Sur les 600.000 premières doses de ce vaccin, livrées début février aux établissements de santé pour les soignants de moins de 65 ans et les personnes à risque de 50 à 64 ans, « nous avons effectivement un sujet de consommation, (…) puisqu’on se rend compte qu’il nous reste à peu près 75 % des stocks qui n’ont pas fait l’objet d’injections », ajoute la même source.

En revanche, sa diffusion en ville auprès des médecins généralistes à partir de jeudi dernier, a entraîné une « dynamique d’écoulement très forte » les premiers jours, selon le ministère, ajoutant que cette consommation devrait « s’amplifier » après l’annonce ce lundi soir par le ministre de la Santé de l'extension de l'utilisation de ce vaccin aux personnes âgées de 65 à 75 ans présentant des comorbidités.

Cette extension s’appuie sur un avis de la Haute Autorité de santé (HAS), publié ce mardi, qui prend en compte de nouvelles études réalisées au Royaume-Uni, montrant que le vaccin AstraZeneca est efficace pour réduire les hospitalisations chez les personnes âgées.

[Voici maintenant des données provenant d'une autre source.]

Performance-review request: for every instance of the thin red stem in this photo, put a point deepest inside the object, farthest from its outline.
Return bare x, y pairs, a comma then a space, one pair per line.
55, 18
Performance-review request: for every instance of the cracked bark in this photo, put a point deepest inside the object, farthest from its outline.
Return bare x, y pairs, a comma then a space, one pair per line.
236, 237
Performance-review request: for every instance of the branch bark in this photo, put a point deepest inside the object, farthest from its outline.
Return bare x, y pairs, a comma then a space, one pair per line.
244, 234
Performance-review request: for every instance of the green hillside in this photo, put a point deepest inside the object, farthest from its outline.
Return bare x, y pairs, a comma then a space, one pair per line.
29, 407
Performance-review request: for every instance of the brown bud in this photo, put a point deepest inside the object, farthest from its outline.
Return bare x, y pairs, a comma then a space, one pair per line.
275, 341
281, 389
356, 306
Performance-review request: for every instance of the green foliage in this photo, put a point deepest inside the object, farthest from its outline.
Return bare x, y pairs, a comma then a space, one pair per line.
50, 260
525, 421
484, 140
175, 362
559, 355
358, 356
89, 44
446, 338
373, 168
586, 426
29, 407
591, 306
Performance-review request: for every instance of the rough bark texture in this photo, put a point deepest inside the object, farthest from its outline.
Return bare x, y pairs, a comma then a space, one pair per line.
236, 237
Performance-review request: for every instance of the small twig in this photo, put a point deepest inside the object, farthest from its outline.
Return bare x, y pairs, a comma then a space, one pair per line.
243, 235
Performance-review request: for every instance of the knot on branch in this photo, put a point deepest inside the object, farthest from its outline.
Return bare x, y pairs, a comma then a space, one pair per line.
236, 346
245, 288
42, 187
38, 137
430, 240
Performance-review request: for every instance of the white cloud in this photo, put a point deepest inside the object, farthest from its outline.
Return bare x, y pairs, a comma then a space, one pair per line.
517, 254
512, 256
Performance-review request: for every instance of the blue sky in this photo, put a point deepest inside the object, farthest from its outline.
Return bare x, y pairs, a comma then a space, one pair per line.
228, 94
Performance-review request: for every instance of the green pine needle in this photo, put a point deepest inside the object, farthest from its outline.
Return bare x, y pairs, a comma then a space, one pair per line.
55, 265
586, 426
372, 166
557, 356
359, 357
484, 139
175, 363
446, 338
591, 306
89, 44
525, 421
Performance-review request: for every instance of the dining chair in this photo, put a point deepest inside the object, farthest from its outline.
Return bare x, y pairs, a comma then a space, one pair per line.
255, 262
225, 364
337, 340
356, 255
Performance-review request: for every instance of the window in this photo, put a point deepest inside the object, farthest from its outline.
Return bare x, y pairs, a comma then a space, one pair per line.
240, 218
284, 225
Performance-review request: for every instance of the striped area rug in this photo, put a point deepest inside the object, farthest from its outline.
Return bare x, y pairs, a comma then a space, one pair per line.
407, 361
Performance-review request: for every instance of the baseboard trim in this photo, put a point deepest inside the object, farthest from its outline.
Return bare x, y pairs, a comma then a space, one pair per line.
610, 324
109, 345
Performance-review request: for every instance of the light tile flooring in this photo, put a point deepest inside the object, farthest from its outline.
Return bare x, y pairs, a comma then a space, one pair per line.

Un nouveau vaccin sur le point d’arriver en France

« Maintenant qu’on a des bonnes nouvelles sur AstraZeneca, il faut impérativement que ce vaccin trouve toute sa place dans la stratégie vaccinale », estime-t-on au ministère de la Santé, de nombreux soignants ont boudé ce vaccin, notamment en raison d'effets secondaires plus prononcés, le plus souvent de forts symptômes grippaux, chez les personnes plus jeunes. Des questions ont aussi émergé sur l’efficacité de ce vaccin pour contrer le variant sud-africain du coronavirus.

Lors du même point-presse, le ministère de l’Economie a par ailleurs précisé que le vaccin de Janssen serait bien livré à partir d’avril, alors qu’il craignait la semaine dernière que son arrivée ne soit reportée à mai. « On pousse pour que ce soit dès la fin mars si possible, en avril en tout état de cause », assure le ministère.

Le candidat vaccin de la filiale de l’américain Johnson & Johnson, qui vient d’être autorisé aux Etats-Unis et devrait l’être mi-mars dans l’Union européenne, a l’avantage de ne nécessiter qu’une seule dose et de pouvoir être stocké à des températures de réfrigérateur.